In Entertaining’s 310 pages, there is not a single acknowledgment that anything inside might be daunting; the closest we get is the line “planning can be time consuming,” followed by a five-day cooking schedule for a 175-person wedding luncheon.

That Martha made it look so easy, and that she still makes it look so easy, even at 84, is part of what makes her and her lifestyle brand so appealing. In the years since, the illusion of effortlessness has fallen out of favor. Lifestyle influencers who appear to deflect exhaustion and the realities of work–life balance are now, more often than not, vilified for it (see: Gwyneth Paltrow and Goop), while figures like Ina Garten—who will happily encourage you to buy a store-bought pie crust—have oversized cosmopolitans raised in their honor.

Martha will not encourage you to serve your guests anything premade, unless you made it yourself in advance. Recently, I took a cooking class at The Bedford by Martha Stewart, the restaurant inspired by her upstate New York farmhouse. We were making Big Martha’s pierogis, her mother’s recipe, and Stewart herself was there (the classes are offered weekly but are taught by Bedford chefs, not Martha).

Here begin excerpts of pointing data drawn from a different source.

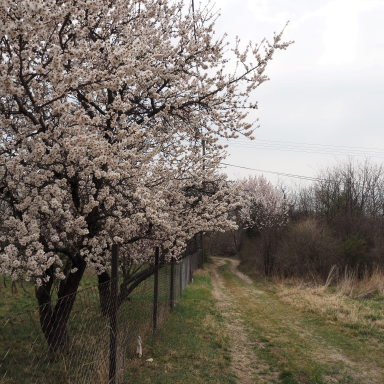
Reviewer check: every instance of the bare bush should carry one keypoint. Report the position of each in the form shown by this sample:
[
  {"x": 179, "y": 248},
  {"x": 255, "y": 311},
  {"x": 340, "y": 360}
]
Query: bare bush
[{"x": 308, "y": 249}]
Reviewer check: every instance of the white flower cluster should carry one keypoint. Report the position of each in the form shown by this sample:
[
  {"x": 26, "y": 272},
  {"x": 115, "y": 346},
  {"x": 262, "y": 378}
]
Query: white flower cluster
[
  {"x": 264, "y": 206},
  {"x": 102, "y": 114}
]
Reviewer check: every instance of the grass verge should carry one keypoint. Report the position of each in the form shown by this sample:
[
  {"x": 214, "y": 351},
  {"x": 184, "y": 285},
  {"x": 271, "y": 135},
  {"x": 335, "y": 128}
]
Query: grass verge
[{"x": 191, "y": 347}]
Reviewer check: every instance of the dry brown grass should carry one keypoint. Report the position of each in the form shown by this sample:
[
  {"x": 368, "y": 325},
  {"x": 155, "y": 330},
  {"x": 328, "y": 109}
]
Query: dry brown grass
[{"x": 343, "y": 298}]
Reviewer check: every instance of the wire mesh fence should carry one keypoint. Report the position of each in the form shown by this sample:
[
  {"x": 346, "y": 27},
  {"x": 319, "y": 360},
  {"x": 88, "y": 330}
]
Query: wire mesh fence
[{"x": 39, "y": 346}]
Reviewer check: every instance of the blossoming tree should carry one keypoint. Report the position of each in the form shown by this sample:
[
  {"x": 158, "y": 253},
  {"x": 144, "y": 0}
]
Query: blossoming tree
[
  {"x": 264, "y": 211},
  {"x": 103, "y": 107}
]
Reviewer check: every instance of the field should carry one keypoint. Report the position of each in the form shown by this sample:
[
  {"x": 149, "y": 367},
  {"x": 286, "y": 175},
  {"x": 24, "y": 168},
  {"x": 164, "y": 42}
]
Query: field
[{"x": 228, "y": 328}]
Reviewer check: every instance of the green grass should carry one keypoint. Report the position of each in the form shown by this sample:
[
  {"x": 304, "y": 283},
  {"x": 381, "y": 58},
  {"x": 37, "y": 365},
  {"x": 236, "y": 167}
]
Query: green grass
[
  {"x": 305, "y": 344},
  {"x": 12, "y": 303},
  {"x": 191, "y": 347}
]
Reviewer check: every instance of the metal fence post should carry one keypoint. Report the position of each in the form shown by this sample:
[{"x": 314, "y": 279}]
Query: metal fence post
[
  {"x": 113, "y": 315},
  {"x": 181, "y": 277},
  {"x": 156, "y": 289},
  {"x": 172, "y": 298}
]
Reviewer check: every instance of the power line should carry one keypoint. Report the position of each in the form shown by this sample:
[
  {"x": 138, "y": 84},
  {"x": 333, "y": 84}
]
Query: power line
[
  {"x": 311, "y": 144},
  {"x": 297, "y": 148},
  {"x": 308, "y": 178},
  {"x": 278, "y": 173},
  {"x": 307, "y": 150}
]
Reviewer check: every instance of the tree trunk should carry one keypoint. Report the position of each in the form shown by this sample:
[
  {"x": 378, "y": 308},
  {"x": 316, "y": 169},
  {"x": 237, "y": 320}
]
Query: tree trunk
[
  {"x": 104, "y": 293},
  {"x": 54, "y": 319}
]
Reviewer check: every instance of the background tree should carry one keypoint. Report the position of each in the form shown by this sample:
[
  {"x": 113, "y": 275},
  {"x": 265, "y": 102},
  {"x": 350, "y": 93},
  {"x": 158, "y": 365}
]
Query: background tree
[
  {"x": 264, "y": 213},
  {"x": 102, "y": 114}
]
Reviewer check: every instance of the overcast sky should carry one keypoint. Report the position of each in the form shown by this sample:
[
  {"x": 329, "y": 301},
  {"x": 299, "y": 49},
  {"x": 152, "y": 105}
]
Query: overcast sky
[{"x": 327, "y": 89}]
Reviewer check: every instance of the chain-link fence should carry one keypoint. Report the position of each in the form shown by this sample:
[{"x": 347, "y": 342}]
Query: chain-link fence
[{"x": 91, "y": 345}]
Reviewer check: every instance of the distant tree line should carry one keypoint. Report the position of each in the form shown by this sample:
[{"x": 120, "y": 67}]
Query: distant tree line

As Stewart came around to review our work, a woman next to me asked if she had any tips for the upcoming holidays. Order the meats from your butcher early, Stewart said, and prep your pies in advance. The woman clarified that she meant time-saving tips. “No,” Stewart said, leveling a deliciously Marthaesque gaze in her direction. “I don’t do shortcuts.”

Maybe it’s my generational conditioning, or maybe it’s that I grew up on binges of The French Chef, but I will absolutely break myself in half for a dose of the praise that comes from the illusion of effortlessness. Three days of cooking and cleaning for a three-hour dinner party? I’ve done it a hundred times, and I’ll do it a hundred more, including for New Year’s Eve this past year, when I happily prepared my own birthday feast. It hits the exact same dopamine receptors as when Martha looked at my work during that class and called my pierogis “perfect.” (I will be dining out on that moment for the rest of my life.)

Of course I pored over Entertaining while compiling a menu. Of course it took work, and to put a finer point on it, effort. None of that mattered once my friends and I sat down to eat. All that mattered was that we were having a shared experience, walking away with not just leftovers, but memories to savor. Well, that, and that someone else did the dishes.